Well, I suppose that's the more important question to ask if your intent is to dodge the question at hand. Otherwise, it's irrelevant.
 
No, I think he was a Democrat but switched sides. In the US, everyone has the opportunity to wise up. Chris B.

He was a Republican in 2012, thats why he was ranting about the EC. He thought Romney had won the popular vote.
 
No, it's a plain fact. A vote in a low population state produces a greater difference in the outcome than a vote in a high population state. We may debate whether this is good thing or not, but the sense in which low-pop states are over-represented is not a matter of controversy.
"Over-represented" is a value judgement. It's exactly the side of the debate that says it's a bad thing. Low-pop states are only "over-represented" relative to a subjectively-chosen "correct" level of representation. Under the current system, the current representation *is* the correct level of representation.

That's some high-level gibberish right there. A fundamental principle of a democratic "value system" is one person, one vote. Valuing some votes differently from others goes against that, full stop.
There's a value system that says that the states in the Union should retain some degree of sovereignty regardless of relative population.
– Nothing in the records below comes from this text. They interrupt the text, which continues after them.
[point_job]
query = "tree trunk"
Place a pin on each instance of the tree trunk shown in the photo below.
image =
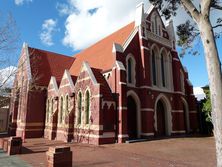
(215, 81)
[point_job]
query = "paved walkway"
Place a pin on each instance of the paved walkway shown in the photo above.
(11, 161)
(174, 152)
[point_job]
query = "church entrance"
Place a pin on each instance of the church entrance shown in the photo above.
(131, 118)
(161, 114)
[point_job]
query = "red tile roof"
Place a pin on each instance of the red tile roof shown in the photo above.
(100, 54)
(45, 64)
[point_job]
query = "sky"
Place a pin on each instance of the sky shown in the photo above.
(68, 26)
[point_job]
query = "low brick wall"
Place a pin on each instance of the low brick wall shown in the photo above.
(59, 156)
(14, 145)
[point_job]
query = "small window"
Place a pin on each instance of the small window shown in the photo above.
(87, 105)
(67, 104)
(79, 108)
(182, 81)
(163, 71)
(129, 70)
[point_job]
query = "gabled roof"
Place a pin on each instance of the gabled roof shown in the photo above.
(104, 87)
(100, 54)
(45, 64)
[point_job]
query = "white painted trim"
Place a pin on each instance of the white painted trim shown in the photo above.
(147, 134)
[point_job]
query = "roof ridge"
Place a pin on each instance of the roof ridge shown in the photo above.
(51, 52)
(111, 34)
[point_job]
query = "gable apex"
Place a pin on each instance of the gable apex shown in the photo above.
(53, 83)
(67, 76)
(86, 67)
(139, 14)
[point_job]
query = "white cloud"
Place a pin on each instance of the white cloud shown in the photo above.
(48, 28)
(21, 2)
(84, 28)
(7, 76)
(199, 93)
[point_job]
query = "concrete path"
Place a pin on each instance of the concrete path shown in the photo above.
(172, 152)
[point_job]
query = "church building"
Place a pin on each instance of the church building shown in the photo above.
(129, 85)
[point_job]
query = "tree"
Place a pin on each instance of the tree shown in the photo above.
(9, 40)
(202, 26)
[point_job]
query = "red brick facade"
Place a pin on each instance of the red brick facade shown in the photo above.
(129, 85)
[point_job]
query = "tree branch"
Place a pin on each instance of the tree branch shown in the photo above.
(217, 7)
(205, 7)
(218, 25)
(191, 9)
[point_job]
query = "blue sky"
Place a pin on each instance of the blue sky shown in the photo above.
(52, 25)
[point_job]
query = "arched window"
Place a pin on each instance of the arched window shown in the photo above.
(67, 104)
(79, 108)
(47, 110)
(154, 68)
(129, 70)
(153, 27)
(163, 71)
(182, 81)
(131, 66)
(61, 110)
(87, 104)
(156, 26)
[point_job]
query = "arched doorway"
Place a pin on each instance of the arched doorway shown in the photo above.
(186, 116)
(131, 117)
(160, 112)
(162, 116)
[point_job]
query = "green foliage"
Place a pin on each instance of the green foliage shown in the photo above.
(207, 106)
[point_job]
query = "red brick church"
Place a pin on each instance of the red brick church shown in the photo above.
(129, 85)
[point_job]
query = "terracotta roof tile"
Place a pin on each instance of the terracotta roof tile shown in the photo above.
(45, 64)
(100, 54)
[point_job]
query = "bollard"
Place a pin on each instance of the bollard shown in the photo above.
(14, 145)
(59, 156)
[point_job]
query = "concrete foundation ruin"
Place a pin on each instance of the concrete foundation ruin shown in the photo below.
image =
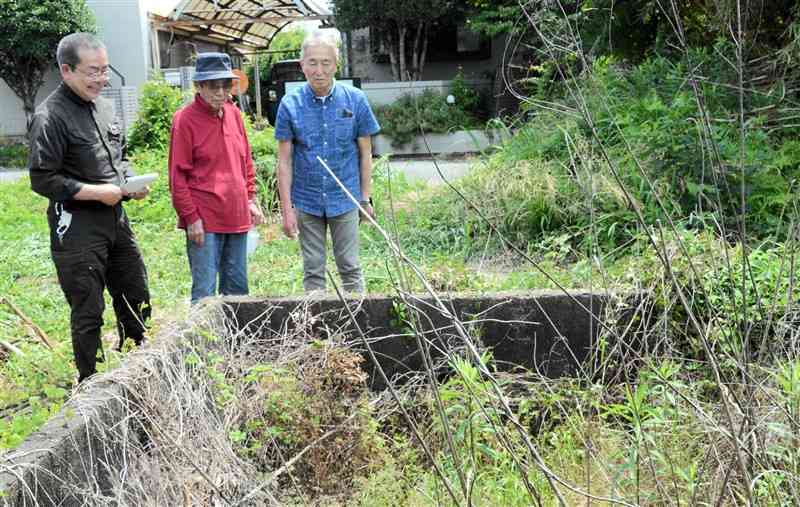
(551, 333)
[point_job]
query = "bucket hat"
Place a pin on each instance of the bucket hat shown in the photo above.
(213, 66)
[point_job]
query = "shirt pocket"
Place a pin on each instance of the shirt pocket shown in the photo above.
(86, 153)
(345, 135)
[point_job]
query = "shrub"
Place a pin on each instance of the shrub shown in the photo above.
(265, 152)
(428, 112)
(158, 104)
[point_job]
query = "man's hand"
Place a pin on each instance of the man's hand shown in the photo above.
(290, 223)
(106, 193)
(141, 194)
(195, 232)
(256, 214)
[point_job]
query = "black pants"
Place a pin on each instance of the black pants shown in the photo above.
(93, 247)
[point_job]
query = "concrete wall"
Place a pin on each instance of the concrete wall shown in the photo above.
(380, 93)
(549, 331)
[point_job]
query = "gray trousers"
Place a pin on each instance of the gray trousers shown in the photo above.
(344, 236)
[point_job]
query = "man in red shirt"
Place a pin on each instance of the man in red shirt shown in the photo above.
(212, 181)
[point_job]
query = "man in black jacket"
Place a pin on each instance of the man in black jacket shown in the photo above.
(76, 161)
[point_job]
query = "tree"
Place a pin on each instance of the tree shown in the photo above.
(401, 25)
(29, 35)
(288, 42)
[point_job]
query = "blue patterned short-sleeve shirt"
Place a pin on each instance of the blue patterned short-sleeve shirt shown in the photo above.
(325, 127)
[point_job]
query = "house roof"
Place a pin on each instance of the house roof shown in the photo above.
(245, 24)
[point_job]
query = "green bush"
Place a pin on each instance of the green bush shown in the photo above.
(265, 152)
(157, 105)
(429, 112)
(13, 155)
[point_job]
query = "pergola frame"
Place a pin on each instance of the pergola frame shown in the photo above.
(247, 25)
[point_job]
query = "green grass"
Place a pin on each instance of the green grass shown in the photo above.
(13, 155)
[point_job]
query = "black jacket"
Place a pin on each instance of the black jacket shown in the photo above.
(73, 141)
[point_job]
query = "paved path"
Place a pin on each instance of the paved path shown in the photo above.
(414, 169)
(425, 169)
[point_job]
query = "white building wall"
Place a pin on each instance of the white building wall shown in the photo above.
(124, 28)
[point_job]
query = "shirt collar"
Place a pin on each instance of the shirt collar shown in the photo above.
(74, 97)
(324, 99)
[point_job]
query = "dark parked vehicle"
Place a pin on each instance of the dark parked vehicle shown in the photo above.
(288, 72)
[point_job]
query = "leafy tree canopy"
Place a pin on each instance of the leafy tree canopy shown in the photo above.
(29, 34)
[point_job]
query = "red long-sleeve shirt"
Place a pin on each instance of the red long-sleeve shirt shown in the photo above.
(211, 174)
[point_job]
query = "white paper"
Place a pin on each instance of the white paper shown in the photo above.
(137, 183)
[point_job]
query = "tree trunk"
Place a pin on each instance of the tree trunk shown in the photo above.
(391, 46)
(415, 63)
(424, 54)
(401, 50)
(29, 106)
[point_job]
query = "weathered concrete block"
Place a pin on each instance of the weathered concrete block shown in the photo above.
(550, 332)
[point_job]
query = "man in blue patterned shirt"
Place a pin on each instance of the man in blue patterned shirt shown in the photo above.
(334, 122)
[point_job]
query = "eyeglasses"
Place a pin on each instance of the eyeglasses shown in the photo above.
(216, 85)
(95, 74)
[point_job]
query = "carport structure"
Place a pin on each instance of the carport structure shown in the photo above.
(247, 25)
This is not at odds with democratic principles, it just draws the boundaries of federal authority and influence differently than you would like. Which is fine, because value systems are subjective and debatable.
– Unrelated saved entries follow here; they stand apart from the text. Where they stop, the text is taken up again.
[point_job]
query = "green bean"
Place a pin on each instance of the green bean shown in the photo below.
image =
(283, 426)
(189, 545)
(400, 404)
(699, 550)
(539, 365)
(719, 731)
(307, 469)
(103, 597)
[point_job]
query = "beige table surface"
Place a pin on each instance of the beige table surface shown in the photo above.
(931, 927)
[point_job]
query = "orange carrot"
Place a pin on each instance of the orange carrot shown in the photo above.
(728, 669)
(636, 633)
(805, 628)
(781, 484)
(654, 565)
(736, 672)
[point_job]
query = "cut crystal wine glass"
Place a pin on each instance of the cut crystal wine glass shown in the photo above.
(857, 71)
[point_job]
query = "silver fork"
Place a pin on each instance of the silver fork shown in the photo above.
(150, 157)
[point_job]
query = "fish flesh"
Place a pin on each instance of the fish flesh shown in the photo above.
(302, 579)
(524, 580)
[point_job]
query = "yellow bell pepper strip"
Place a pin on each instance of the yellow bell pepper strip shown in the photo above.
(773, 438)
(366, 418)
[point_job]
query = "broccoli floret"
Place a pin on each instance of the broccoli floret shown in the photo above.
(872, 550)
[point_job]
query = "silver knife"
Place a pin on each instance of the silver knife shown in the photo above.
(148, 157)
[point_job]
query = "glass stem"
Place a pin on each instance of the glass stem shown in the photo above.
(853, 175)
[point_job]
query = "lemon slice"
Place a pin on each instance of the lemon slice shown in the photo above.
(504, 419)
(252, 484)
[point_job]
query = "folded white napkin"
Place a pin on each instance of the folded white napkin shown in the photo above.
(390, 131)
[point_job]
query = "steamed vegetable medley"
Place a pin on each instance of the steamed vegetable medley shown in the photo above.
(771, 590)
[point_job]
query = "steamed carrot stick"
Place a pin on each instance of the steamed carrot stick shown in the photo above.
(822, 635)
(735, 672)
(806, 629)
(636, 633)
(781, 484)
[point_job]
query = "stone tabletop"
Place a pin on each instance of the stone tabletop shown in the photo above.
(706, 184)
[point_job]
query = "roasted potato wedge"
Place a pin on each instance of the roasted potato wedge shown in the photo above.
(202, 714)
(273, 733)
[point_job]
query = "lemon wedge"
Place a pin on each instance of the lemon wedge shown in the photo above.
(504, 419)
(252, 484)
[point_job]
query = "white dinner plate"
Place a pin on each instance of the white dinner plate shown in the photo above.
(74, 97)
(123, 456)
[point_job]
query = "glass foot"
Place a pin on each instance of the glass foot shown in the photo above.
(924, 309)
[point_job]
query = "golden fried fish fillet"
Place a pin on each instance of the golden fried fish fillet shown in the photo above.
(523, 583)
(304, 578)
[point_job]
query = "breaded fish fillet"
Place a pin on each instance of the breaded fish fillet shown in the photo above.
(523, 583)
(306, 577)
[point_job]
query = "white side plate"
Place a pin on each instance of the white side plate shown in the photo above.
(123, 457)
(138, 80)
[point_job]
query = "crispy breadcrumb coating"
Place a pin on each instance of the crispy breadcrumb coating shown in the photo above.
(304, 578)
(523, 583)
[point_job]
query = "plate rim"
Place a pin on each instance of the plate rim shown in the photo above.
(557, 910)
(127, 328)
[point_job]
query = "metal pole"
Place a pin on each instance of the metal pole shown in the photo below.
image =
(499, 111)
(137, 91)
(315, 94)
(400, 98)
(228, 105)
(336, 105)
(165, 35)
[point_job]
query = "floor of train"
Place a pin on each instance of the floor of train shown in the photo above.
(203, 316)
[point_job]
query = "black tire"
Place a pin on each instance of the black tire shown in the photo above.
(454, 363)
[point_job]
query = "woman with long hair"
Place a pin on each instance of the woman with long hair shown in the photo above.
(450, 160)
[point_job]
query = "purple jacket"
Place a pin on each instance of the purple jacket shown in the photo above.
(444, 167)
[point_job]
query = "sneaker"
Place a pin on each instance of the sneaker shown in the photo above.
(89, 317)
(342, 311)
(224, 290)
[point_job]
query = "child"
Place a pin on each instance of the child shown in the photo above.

Or they would be debatable, if people were interested in debating them rather than insisting that their own preferences for sovereign boundaries were objective facts rather than opinions.

And this isn't a new idea, either. The worth of the electoral college has been questioned since just about forever, and not just when an evil narcissist ends up benefiting from it.
Of course it has. Because it's the product of one of several competing value systems. These things should be debated. Not presented as mathematical truths.

Actually, it's just math.

Values have nothing to do with it. Plain, boring old math.
"Over-represented" is not a mathematical term. It's a subjective interpretation applied to data. It's a value judgement.
 
"Over-represented" is a value judgement. It's exactly the side of the debate that says it's a bad thing. Low-pop states are only "over-represented" relative to a subjectively-chosen "correct" level of representation. Under the current system, the current representation *is* the correct level of representation.

In terms of voter-representation (i.e., whether one voter's vote "counts" for as much as another), there's no subjectivity here. Lower population states are over-represented. We may wonder whether this is a good thing or a bad thing, but the basic facts are clear.

Obviously, when the nation was founded, they decided that over-representation of low-population states was a good thing. Maybe they were right, maybe not, but it is silly to pretend that a value-neutral term like "over-represented" is a biased term.